Ans. (d) Sole creases covering the entire foot.
Explanation: Sole creases covering the entire foot is the characteristic of term delivery. All other options are the characteristics of preterm babies.
9. Pediatric ICU nurse was performing suction on a child. Following suction, which among the following findings needs to be observed in the child ?
a. Bradycardia
c. Hypertension
b. Tachypnea
d. Jerking movement
Ans. (a) Bradycardia
Explanation: Bradycardia following suction is an expected finding because of the vagal stimulation. Other given options are not a normal observation following suction.
10. Nurse was assessing a male neonate and observed urinary meatus was opening on the dorsal side of the penis. This condition is known as ?
a. Phimosis
c. Hypospadias
b. Epispadias
d. Cryptorchidism
Ans. (b) Epispadias
Explanation: Urinary meatus on the dorsal aspect is known as epispadias and on the ventral side is known as hypospadias. Phimosis is a condition in which foreskin is too tight to be pulled back over the head of the penis. Cryptorchidism is a condition in which one or both of the testes fail to descend from the abdomen into the scrotum.
11. CPR was going on in NICU. After 30 seconds of chest compression heart rate was 52 bpm. Adrenaline injection given to the baby. What is the normal expected finding following the injection ?
a. Increase in heart rate
c. Polyurea
b. Hypotension
d. Sedation
Ans. (a) Increase in heart rate
Explanation: Adrenaline or Epinephrine injection is given to treat severe bradycardia or hypotension. Following injection, normal expected finding is rise in BP and heart rate. Adrenaline decreases renal blood flow and causes decrease in urine output. It stimulates alpha- and beta-adrenergic receptors so sedation cannot
be expected.
12. A mother with her 15-month-old child came to developmental clinic with the concern that her child is not yet walking. The nurse working in the clinic understood that according to the Denver Developmental Screen, the median age for walking is:
a. 12 months
c. 18 months
b. 15 months
d. 24 months
Ans. (a) 12 months
Explanation: According to the Denver Developmental Screen, the median age for walking is 12 months and the concern of mother is genuine and baby needs further assessment.
13. Nurse received baby following lumbar puncture procedure. Which position needs to be given to the baby in post procedural period?
a. Supine
c. Fowlers
b. Prone
d. Knee chest
Ans. (a) Supine
Explanation: Following lumbar puncture, baby has to be placed in supine position to prevent post lumbar puncture headache. Increasing fluid intake will replenish the lost fluid during this time.
14. Nurse educator was explaining to a junior nurse about iron deficiency anemia. Nurse educator can identify her class was effective if junior nurse identifies INCORRECT statement regarding iron deficiency anemia as:
a. Microcytic anemia
b. Decreased total iron binding capacity
c. Decreased MCV
d.
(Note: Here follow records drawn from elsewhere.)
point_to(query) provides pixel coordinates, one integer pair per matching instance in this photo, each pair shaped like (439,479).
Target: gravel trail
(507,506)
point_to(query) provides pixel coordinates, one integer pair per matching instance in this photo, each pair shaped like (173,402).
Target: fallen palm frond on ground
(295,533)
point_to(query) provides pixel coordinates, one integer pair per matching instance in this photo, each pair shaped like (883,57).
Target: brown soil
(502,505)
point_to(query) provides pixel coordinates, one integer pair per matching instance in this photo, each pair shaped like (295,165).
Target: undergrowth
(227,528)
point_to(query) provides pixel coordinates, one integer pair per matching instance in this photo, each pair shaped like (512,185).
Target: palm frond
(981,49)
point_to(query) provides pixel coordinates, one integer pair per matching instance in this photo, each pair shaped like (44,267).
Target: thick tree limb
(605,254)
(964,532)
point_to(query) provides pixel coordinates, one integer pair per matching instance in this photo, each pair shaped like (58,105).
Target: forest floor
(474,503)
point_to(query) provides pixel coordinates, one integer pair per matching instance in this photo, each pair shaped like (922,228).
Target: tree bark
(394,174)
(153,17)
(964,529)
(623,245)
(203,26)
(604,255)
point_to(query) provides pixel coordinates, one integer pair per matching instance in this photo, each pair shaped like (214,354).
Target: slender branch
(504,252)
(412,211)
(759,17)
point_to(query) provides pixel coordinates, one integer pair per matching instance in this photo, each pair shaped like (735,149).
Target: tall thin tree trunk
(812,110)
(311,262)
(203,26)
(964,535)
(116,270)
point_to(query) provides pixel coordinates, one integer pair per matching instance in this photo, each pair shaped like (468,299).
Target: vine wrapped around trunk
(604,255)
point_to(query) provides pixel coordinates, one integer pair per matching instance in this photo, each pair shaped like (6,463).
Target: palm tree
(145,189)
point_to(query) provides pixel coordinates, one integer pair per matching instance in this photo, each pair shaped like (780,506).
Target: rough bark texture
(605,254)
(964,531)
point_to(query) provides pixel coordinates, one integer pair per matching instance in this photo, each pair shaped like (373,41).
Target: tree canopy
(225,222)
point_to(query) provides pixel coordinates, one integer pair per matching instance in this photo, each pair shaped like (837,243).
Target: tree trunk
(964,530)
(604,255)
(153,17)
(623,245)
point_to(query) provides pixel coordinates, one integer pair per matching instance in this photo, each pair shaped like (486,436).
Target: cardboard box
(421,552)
Decreased hemoglobin
Ans. (b) Decreased total iron binding capacity
Explanation: In a child with iron deficiency anemia, the blood study results most likely would reveal decreased mean corpuscular volume (MCV) which demonstrates microcytic anemia, decreased hemoglobin, decreased hematocrit and elevated total iron binding capacity.
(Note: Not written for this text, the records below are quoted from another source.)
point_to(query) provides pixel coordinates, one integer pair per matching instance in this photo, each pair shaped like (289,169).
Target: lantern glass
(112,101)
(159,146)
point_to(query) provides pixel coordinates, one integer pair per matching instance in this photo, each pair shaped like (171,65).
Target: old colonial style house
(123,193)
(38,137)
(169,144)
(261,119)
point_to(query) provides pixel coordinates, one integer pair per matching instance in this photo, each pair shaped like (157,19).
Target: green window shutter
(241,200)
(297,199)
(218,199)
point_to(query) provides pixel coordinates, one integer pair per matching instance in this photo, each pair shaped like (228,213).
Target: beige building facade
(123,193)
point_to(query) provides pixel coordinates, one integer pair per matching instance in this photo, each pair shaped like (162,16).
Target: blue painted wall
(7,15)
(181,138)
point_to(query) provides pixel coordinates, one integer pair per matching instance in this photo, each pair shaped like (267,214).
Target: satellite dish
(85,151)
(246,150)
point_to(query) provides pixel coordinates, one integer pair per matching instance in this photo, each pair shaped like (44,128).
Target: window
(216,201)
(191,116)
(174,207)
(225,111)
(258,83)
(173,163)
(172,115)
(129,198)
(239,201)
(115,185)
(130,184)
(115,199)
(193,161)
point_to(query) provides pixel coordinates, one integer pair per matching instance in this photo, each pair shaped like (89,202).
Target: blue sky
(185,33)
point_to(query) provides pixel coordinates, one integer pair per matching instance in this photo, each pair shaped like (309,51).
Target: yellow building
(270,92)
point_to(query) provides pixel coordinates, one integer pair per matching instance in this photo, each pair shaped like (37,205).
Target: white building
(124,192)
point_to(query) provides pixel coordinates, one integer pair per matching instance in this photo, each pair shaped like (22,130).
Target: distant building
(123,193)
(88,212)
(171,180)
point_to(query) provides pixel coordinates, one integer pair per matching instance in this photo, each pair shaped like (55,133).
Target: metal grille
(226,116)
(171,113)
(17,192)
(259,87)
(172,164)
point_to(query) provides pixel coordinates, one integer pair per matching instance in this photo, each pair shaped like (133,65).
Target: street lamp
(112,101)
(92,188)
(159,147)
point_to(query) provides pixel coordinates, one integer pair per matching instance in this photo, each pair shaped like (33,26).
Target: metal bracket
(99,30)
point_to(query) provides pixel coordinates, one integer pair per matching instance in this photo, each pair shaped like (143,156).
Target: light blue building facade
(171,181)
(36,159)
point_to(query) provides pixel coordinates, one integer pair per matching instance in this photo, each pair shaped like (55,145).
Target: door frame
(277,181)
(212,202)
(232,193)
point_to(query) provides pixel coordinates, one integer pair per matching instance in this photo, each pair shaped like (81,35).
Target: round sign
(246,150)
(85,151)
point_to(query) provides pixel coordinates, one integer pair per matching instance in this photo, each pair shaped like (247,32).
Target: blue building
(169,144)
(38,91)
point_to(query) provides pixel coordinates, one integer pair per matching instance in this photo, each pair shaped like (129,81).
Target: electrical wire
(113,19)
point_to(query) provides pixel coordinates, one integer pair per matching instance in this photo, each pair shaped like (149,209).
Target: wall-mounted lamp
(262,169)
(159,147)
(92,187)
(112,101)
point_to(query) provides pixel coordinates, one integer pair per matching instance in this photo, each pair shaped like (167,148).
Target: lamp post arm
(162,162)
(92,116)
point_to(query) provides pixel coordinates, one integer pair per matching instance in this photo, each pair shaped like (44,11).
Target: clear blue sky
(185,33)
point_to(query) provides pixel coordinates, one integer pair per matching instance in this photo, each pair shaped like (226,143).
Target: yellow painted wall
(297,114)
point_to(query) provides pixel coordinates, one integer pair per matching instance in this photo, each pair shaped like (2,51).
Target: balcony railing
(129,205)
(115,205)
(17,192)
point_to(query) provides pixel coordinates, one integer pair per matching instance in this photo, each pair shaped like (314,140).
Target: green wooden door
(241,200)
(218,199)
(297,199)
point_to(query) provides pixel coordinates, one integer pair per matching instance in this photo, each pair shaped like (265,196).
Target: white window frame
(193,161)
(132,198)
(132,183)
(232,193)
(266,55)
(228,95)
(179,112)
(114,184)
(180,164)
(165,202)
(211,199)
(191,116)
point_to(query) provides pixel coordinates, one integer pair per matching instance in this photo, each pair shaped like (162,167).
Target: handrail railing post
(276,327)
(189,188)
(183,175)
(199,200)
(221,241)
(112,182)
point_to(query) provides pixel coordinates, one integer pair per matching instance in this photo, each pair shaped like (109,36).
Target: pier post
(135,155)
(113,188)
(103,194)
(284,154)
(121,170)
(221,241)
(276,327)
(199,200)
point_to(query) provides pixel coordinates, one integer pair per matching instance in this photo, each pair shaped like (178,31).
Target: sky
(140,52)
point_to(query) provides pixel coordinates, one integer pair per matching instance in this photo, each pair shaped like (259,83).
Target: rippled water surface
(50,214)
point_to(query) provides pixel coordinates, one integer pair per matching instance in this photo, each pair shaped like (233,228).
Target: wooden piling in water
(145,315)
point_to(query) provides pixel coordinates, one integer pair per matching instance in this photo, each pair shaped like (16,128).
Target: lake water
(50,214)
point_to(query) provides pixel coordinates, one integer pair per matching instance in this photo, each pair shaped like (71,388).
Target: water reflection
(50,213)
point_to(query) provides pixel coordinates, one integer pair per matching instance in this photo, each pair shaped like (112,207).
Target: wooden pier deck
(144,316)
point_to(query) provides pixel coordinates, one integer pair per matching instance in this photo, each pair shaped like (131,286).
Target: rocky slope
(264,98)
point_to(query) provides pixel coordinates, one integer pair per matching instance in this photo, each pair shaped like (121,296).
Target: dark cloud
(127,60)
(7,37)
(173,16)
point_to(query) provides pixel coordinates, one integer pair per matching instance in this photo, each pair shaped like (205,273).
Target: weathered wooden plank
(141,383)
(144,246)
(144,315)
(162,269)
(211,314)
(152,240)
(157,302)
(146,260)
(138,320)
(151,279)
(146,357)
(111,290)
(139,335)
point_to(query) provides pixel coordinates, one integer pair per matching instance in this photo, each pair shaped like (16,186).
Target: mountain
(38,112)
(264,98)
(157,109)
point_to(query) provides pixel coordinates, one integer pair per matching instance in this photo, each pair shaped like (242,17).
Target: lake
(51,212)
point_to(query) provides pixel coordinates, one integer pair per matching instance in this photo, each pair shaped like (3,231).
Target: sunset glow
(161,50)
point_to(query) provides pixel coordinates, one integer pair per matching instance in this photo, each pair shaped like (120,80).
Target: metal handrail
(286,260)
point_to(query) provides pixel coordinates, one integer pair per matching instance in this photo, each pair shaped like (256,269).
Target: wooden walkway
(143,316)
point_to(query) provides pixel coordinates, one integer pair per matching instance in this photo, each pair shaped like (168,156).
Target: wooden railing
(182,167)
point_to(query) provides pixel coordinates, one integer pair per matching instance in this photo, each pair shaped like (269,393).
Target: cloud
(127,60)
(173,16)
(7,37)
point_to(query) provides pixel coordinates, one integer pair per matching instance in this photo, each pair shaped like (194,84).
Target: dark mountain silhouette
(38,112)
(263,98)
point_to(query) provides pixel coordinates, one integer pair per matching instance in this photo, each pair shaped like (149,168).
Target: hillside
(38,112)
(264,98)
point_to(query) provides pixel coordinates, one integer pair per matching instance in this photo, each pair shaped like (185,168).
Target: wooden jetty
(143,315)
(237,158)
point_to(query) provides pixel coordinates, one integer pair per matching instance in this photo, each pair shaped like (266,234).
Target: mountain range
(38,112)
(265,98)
15. An undergraduate nursing student was performing physical examination on a toddler, her educator asked her about the best method to perform physical examination on a toddler. She correctly responds as:
a. Cephalocaudal direction
c. Least to most intrusive
b. System wise assessment
d. Proximal to distal
Ans. (c) Least to most intrusive
Explanation: Best method to perform physical examination on a toddler is least intrusive to most intrusive. All other given options are inappropriate.
16. Baby Riya underwent for ventriculoperitoneal shunt last week, which among the following signs indicates early shunt malfunction?
a. High pitched cry, changes in pulse and respiration
b. Pupillary changes and high-pitched cry
c. Tense fontanelle, vomiting and irritability
d. Headache, anorexia and irritability
Ans. (c) Tense fontanelle, vomiting and irritability
Explanation: Early signs of shunt malfunction include irritability, vomiting and tensed fontanelle. Change in pulse and respiration is a late sign.